Being relevant is much more than being convivial. You need to define yourself and distinguish yourself as an expert in topics that get a from-the-gut reaction and implant you professionally and personally in your prospective client’s mind and address book.
Does this mean you have to be controversial? No. Absolutely not. Instead of provoking, try to stimulate. By kindling thought and inciting action, you put yourself in a leadership position—or, better yet, a co-leadership position—with your prospect. Identify a topic, relate it to his business, prove its relevance, and provide solutions that protect his company.
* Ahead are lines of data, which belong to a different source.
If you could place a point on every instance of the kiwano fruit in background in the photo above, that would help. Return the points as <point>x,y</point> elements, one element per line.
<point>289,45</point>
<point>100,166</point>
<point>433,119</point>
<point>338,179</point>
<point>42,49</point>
To develop your prospect list, consider where the up-trending risks are located—geographically and by sector. Then target those using your expertise. Remember, you don’t need to have all the knowledge in-house. Part of your value-added can come from contracted partnerships with sector specialists.
One of the “hot topics” today is climate change, and—whether we can agree on the reasons for it or not—the climate is changing. Demographics are changing, too. As a result, property damage claims and business interruption losses are increasing in value. Your clients face flood risks where there never used to be floods. There are tornado, wildfire and hail risks where decades ago there were no buildings. And wind, snow and drought risks dwarf historic levels.
Part of this risk elevation lies in the fact that more properties exist in high-risk areas than ever before. Coastal development in the United States and Asia has occurred despite known risks of hurricanes, typhoons and flood, and that has been exacerbated—particularly in Asia—by inadequate building codes.